The presence of the GOI and POI were evaluated using the concentrated cell-conditioned medium of normal oral keratinocyte (PGK) and SCC-4 and SCC-25 cell lines. The results showed a significantly higher expression level of all the GOI in exosomes derived from SCC-4 and SCC-25 exosomes than PGK exosomes. The POI results suggested a higher expression of all POI in SCC-4, and DNMT1 and HSP70 in SCC-25 exosomes when compared with cells. Even though their expression was lower in SCC-4 and SCC-25 cells compared to PGK cells, DNMT1 and HSP70 were highly expressed in SCC-4 and SCC-25 exosomes compared to PGK exosomes implying that the cells preferentially package certain proteins for transport via exosomes to recipient cells.
The selected GOI and POI were then further evaluated in exosomes derived from blood plasma and saliva of OSCC patients compared with healthy controls. Due to the low quantity of total RNA, only HSPA1A and housekeeping genes were detected in plasma and saliva exosome samples despite adding a preamplification step. The mean expression level of HSPA1A was higher in both OSCC plasma and saliva exosomes compared to controls. Enzyme linked immunosorbent assay (ELISA) results showed a higher expression of FOXM1, DNMT1 and CCNB1 in OSCC plasma exosomes than controls. There was a marginally lower expression of HSP70 in OSCC plasma exosomes. A similar trend was observed in OSCC saliva exosomes for FOXM1, DNMT1 and HSP70, whereas a lower expression level of CCNB1 was observed in OSCC saliva exosomes compared to controls. Even though a majority of the GOI and POI were overexpressed in OSCC samples, due to the small sample size and a high variation in expression levels between samples, the differences of the means were not statistically significant except for FOXM1 protein, which was significantly higher in OSCC plasma.
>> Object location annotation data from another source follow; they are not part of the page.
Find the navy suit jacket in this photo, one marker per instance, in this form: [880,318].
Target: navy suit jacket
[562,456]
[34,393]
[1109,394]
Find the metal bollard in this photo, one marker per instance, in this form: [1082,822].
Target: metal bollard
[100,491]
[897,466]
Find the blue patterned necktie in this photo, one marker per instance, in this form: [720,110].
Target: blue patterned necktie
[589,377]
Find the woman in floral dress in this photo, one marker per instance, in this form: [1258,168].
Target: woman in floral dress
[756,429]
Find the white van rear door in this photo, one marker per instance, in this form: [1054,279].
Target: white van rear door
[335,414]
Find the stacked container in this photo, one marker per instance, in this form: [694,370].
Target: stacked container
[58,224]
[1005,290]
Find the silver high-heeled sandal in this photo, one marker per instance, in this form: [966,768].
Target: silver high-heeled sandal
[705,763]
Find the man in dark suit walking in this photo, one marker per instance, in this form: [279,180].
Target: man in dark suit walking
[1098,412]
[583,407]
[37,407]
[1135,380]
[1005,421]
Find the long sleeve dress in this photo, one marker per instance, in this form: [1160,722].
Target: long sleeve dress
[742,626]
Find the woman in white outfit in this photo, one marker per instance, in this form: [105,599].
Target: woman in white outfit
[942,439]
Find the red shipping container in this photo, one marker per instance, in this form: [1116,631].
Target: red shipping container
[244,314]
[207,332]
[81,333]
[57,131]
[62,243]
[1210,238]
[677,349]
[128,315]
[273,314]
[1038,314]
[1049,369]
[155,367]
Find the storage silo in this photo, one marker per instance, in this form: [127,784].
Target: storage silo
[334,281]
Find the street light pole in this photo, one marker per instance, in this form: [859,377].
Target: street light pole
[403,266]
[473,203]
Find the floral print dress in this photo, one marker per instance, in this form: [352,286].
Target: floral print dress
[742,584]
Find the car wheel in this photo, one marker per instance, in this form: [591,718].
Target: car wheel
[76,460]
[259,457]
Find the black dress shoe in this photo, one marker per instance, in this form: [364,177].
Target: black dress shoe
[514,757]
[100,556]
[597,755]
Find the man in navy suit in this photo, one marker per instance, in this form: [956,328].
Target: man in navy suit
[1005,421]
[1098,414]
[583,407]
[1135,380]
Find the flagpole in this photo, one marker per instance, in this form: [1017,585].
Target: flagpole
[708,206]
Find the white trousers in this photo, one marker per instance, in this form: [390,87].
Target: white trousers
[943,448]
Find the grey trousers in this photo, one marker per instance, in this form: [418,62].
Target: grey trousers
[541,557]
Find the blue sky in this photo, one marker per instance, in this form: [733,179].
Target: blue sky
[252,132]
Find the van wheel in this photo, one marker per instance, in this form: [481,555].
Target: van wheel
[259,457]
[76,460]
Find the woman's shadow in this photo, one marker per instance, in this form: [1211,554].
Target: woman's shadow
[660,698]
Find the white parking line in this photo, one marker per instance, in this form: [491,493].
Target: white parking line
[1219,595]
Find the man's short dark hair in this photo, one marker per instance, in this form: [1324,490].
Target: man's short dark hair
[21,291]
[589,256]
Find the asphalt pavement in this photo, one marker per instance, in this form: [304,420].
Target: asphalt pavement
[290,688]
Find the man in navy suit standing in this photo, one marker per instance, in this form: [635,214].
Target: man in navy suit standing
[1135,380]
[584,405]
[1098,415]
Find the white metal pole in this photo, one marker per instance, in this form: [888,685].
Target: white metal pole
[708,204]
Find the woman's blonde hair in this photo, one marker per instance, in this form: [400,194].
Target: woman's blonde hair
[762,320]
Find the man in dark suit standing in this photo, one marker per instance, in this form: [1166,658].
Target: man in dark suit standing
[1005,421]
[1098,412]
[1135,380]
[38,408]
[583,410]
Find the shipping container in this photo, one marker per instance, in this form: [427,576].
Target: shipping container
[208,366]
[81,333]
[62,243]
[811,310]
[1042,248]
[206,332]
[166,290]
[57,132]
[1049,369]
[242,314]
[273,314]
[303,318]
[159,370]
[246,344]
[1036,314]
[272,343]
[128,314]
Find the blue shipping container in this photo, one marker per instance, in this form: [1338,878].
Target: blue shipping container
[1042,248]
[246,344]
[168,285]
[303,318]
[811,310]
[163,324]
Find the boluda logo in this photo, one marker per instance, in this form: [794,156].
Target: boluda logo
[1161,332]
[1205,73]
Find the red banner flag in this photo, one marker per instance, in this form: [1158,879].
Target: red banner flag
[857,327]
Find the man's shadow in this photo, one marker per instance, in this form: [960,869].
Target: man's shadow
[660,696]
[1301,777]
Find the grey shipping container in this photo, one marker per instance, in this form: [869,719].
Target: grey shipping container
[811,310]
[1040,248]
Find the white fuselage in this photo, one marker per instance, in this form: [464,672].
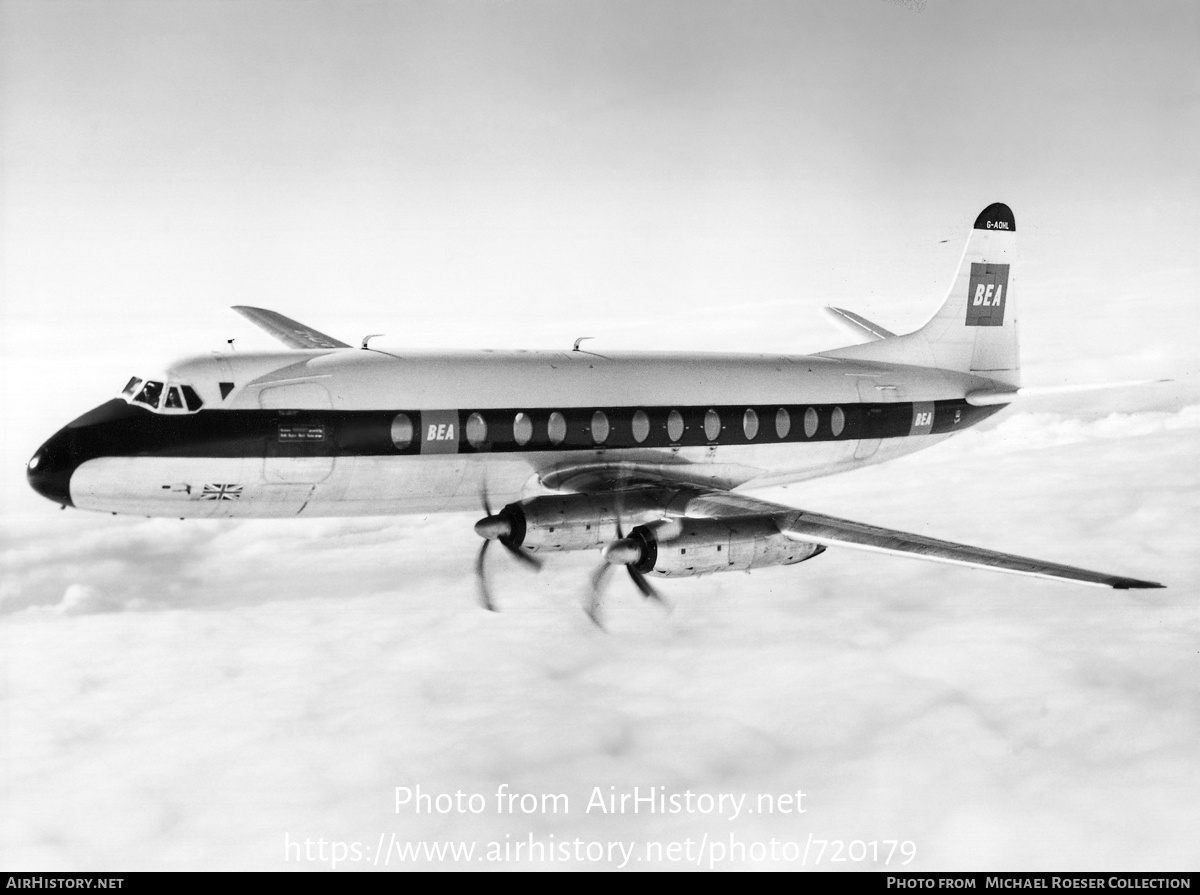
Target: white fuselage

This is the first study, to the best of my knowledge, which has shown a similar trend of expression of biomarkers in exosomes in both saliva and plasma. It was also observed that despite having less total RNA and total proteins, a higher expression of the GOI and POI was observed in salivary exosomes compared to plasma exosomes. It is thus proposed that saliva may be a suitable alternative to blood in the future for the detection of disease biomarkers. The results also provide the first evidence that the selected proteins were detected and quantified in exosomes using ELISA. This suggests a change of focus from mRNAs to proteins since they are more stable and easier to detect and quantify. While more precise exosome isolation methods are still underway, it was shown that saliva exosomes are very important for future research and potential clinical application as they carry genes and proteins in greater quantities when compared with plasma exosomes.